What else is out there?

I’ve also been on Bluesky for the last few weeks. I love the way the app feels, and I love the community that is growing there. But it is still in a private beta, and until the people I already interact with elsewhere are able to be there too, its still too early to tell. Bluesky is built on top of the The AT Protocol which offers federation like Mastodon and its use of ActivityPub. For now, Bluesky appears to be the only app built on the protocol, and the protocol itself is still being defined and built as far as I can see, so its early. Its really early. Its possible part of the buzz I get from the app is due to that. While the UI for the iOS app is sleek and modern, it still reminds me a lot of some smaller early 2000s vBulletin forums or 2008-ish Twitter as far as “getting in at the ground floor”. Its like showing up to a house party early. You know you’ll have a great night, and right now you’re mostly riding on the anticipation of everyone getting there.

Wasn’t the first question about why you’re writing a blog though?

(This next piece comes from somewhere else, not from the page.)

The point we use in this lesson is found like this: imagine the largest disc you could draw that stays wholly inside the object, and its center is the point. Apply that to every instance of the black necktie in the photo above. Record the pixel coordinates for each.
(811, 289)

Yes. I’ve rambled. That’s exactly why this is a blog and not a Twitter thread, or a series of Toots, or a collection of storms on Bluesky (who I do not believe has decided on what their “posts” will be called). It is just really nice to have a place where I can write long form thoughts out onto a page. I don’t have to press send every 240 characters, wait for the previous thought to send, open that thought to make sure I keep the thread going, and hope someone doesn’t come along and shit on my parade based on an isolated Tweet that was halfway through a thread. I don’t think I have the energy or patience to “pivot to video” and become a Youtube creator, or stream on Twitch. Maybe some day, but for now, I’m happy to just throw these words out into the abyss of the internet.